Aan den omdraai de kleine misdienaar gevolgd door een hulpkoster: eindelijk!
De bestelde taxi staat na de mis vóór de kerkdeur: die is ten minste op post. Naar de Zuidstatie.
Onnoodig langs het hotel om te rijden: vóór negen uur wordt geen ontbijt opgediend.
| |
| |
Terwijl we aanschuiven in lange rij vóór het loket, knabbelen we aan een paar gekochte broodjes met koude worst.
Een treintje met vijf, zes rijtuigen: voldoende om het aantal toeristen te slikken, die het vijftig-kilometer-tochtje ondernemen naar het Escorial. Zindelijke, gemakkelijk-ingerichte rijtuigen.
't Vertreksein zal wel niet gegeven worden vóór de zwerm gidsen hun zaakjes hebben afgehandeld. Wij hebben er al drie, vier, afgescheept, denkende: we zullen ons plan wel trekken. Ze geven echter geen moed verloren, het voorbeeld werkt aanstekelijk... ja 't zal wel zoo wezen moeten: we mogen aan de traditie geen afbreuk doen...
Daar hebt ge er weer een... Een slank, gepommadeerd versch - geschoren heertje, met het voorkomen van een graaf, wel van een prins! Hij groet ons pet in hand.
- English? Deutsch!
- Nederlandsch, asjeblieft.
- No entiendo, vous pas parler français?
- Geen Vlaamsch, geen centen... Somos Flamencos...
- Oh! Flamencos... Zeer aangenaam, u drukt zich wondermooi uit in 't Spaansch!

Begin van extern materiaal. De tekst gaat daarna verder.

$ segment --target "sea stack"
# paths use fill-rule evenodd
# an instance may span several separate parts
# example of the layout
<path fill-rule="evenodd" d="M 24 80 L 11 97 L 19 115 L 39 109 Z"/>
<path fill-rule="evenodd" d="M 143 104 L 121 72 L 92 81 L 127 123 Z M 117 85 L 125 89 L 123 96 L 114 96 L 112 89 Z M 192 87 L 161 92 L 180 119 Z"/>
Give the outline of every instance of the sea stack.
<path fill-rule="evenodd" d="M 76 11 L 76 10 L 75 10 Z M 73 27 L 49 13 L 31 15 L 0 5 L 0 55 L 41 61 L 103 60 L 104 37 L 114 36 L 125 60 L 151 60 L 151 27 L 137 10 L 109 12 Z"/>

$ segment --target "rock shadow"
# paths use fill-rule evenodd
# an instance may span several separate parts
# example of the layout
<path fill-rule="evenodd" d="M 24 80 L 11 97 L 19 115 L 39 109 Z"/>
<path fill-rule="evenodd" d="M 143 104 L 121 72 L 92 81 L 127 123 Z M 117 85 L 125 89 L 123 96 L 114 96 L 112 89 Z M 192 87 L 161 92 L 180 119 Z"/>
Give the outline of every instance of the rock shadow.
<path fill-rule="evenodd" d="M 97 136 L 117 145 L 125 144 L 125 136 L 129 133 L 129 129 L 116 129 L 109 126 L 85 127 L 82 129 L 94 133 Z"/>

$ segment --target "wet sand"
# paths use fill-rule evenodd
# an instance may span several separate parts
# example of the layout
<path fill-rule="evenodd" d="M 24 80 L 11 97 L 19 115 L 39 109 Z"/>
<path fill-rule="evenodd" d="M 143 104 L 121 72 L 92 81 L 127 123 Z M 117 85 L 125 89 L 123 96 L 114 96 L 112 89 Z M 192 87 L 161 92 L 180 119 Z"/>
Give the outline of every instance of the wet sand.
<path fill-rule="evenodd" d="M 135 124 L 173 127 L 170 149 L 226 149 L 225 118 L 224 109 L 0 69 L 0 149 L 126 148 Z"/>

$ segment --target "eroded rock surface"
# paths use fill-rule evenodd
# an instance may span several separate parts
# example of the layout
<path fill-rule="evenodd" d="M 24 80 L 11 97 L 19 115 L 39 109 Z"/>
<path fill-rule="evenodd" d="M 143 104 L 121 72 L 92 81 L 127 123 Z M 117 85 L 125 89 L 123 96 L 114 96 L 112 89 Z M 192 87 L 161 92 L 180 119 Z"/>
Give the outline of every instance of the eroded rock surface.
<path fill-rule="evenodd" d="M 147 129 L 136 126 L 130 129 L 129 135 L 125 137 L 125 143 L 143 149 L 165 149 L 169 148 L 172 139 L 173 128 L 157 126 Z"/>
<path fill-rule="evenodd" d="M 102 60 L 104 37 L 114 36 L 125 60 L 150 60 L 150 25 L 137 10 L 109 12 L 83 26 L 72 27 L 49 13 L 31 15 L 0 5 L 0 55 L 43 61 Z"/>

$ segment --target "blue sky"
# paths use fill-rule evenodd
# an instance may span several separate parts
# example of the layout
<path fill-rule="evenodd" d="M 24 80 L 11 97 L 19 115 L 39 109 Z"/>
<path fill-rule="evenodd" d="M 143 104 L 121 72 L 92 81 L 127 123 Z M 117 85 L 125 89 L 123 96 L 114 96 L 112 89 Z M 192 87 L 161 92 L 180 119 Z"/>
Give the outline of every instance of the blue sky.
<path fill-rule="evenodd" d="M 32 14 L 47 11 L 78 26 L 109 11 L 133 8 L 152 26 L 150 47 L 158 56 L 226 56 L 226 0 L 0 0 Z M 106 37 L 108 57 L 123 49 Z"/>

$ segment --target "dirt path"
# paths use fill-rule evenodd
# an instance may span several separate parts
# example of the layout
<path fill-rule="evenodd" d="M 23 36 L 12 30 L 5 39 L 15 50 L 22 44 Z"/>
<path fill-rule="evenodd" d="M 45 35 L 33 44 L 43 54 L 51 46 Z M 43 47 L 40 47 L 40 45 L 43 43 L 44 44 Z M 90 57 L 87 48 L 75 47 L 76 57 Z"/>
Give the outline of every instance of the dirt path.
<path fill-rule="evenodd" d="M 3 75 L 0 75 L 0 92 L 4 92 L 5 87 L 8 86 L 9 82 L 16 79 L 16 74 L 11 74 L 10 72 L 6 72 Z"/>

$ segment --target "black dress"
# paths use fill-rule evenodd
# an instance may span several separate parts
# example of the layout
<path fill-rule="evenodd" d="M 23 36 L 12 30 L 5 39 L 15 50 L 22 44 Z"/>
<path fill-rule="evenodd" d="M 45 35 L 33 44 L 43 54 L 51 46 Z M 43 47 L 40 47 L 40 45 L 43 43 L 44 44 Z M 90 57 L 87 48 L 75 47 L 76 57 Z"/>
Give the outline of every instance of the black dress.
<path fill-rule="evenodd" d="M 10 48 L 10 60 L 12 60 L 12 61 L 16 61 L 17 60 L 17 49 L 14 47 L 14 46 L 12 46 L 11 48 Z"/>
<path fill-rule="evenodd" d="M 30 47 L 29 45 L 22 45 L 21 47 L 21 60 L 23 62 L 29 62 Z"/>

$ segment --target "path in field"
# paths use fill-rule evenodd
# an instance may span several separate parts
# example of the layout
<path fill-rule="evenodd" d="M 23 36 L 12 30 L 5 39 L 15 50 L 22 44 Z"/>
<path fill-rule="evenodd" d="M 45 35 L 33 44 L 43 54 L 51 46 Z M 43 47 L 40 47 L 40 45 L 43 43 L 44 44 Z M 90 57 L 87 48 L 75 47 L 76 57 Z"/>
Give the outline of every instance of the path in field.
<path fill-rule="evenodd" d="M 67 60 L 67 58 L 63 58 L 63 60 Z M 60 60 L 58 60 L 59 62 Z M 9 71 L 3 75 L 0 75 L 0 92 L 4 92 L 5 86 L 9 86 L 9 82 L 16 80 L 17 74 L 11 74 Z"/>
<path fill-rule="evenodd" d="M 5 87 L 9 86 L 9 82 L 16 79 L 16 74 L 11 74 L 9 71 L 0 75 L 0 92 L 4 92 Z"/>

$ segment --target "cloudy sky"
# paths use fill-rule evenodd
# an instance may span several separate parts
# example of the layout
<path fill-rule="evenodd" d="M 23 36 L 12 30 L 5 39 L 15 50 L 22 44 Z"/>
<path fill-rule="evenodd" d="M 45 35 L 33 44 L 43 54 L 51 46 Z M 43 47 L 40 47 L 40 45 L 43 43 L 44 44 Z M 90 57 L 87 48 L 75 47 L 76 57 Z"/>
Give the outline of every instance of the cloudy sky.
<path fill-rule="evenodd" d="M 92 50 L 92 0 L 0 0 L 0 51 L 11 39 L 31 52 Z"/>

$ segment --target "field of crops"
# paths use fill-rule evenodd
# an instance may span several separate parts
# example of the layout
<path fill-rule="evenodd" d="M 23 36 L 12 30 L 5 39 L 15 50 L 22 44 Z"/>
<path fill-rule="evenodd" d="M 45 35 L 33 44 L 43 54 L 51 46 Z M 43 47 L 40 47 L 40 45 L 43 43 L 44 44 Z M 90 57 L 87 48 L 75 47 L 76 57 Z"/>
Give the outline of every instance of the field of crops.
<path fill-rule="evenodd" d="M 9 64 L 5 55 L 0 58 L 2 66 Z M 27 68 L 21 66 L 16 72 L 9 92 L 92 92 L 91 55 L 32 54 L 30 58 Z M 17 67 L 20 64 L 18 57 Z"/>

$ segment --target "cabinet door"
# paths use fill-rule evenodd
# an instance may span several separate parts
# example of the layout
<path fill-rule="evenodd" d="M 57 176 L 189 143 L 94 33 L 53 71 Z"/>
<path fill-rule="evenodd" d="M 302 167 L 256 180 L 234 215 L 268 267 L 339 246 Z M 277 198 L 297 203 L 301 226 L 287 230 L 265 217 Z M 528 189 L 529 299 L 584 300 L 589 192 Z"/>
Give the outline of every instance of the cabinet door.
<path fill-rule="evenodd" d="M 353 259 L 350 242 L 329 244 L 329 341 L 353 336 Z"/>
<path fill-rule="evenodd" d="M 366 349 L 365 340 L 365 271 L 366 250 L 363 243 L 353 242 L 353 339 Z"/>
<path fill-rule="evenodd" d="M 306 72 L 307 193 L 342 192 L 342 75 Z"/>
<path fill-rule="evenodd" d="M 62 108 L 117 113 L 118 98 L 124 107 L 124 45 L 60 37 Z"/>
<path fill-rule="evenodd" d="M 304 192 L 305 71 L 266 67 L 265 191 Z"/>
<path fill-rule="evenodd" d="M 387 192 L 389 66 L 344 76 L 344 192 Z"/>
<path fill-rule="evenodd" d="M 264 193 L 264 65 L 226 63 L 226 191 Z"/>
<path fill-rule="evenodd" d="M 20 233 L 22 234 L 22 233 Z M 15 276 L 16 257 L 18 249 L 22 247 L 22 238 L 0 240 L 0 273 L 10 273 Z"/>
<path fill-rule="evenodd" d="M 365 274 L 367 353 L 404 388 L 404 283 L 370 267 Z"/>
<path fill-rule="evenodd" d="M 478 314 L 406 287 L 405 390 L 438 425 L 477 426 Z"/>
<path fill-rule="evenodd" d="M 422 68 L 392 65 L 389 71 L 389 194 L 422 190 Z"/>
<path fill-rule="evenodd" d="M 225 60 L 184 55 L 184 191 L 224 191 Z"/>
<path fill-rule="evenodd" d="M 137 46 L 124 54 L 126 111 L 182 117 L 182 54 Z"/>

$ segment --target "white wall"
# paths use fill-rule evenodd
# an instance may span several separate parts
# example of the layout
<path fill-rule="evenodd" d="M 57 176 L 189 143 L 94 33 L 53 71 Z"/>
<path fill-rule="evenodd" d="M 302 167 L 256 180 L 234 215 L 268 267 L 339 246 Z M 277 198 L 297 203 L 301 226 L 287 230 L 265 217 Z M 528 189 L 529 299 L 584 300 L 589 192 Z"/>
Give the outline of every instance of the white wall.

Dat allemaal om die twee woorden: Somos Flamencos! Men vangt meer vliegen met een druppel honig... en hij gebruikte een heel vat. Nu, we lieten ons lijmen. Voor zestien pesetas per persoon - ‘forfait’ zei hij - zouden we in Escorial àl zien wat er te zien is, dorp en omgeving, het koninklijk paleis, de Casita del Principe, alle drinkgeld inbegrepen alsmede den prijs van een stevig uitstekend maal... We zouden slechts éénmaal hoeven in onzen zak te schieten... ‘Neen, niet op voorhand betalen, straks, als u alles gezien hebt en tevreden zijt... Muchas gracias, Senores’.
| |
| |
En hij maakt zulke zwierige buiging dat ik onwillekeurig rechtsta om hem hoofsch weer te groeten.
- En let u wel op het nummer op mijn pet: 16!
Heeroom en Oom Jan houden mij voor 't lapje. Laat ze lachen: ik heb de Vlaamsche hoffelijkheid hoog gehouden en heel den dag zal ik bij onzen gentleman-gids vijf vóór hebben!
Onder den aschgrijzen stuifregenenden hemel, over de golvende hoogvlakte, rijdt ons treintje een flinken draf.
Schapen genoeg in dit land van Don Quichotte en de herders spelen er op een soort klarinet; windmolens krijgen we echter niet te zien, wel watermolens met de bewatering: was het daartegen misschien dat de dolende ridder met zijn speer te keer ging?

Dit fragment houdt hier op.